Research

Effect of a Microbial Inoculent on Growth and Chlorophyll Level of Lettuce and Radish Seedlings: A Preliminary Study

Susan Carrodus
Lincoln University
2002

INTRODUCTION

Microorganisms are often used in organic agriculture, as they are useful for eliminating problems associated with chemical fertilizers and pesticides (Higa, 1991; Parr et al 1994 cited in Higa and Parr, 1994).

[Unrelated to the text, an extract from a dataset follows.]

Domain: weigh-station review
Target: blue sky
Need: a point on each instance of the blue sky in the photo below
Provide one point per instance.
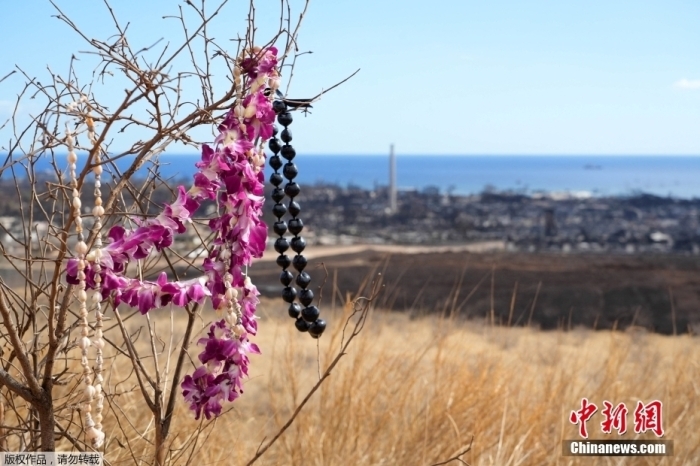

A microbial culture named "Effective Microorganisms" (EM) was developed by Professor Teruo Higa of the University of Ryukyus, Japan after he began his EM technology research in 1984, with the purpose of improving soil quality, soil health, and the growth, yield and quality of plants (Higa and Parr, 1994).

EM consists of around 80 species of selected beneficial microorganisms including lactic acid bacteria, yeasts, photosynthetic bacteria, and actinomycetes, among other types of microorganisms such as fungi (Xu, 2000). These produce a wide range of benefits arising from the increased microbial diversity in the soil as well as the individual effects of the particular types of microorganisms. Benefits to soil and plant health include the fixation of atmospheric Nitrogen, decomposition of organic wastes and residues, suppression of soil borne pathogens, and the increased availability of plant nutrients (Higa and Parr, 1994). It has been shown that the application of EM can improve photosynthetic efficiency and capacity due to an increase in nutrient availability, as well as increase root mass (Fujita et al., 1997 cited in Yamada and Xu, 2000).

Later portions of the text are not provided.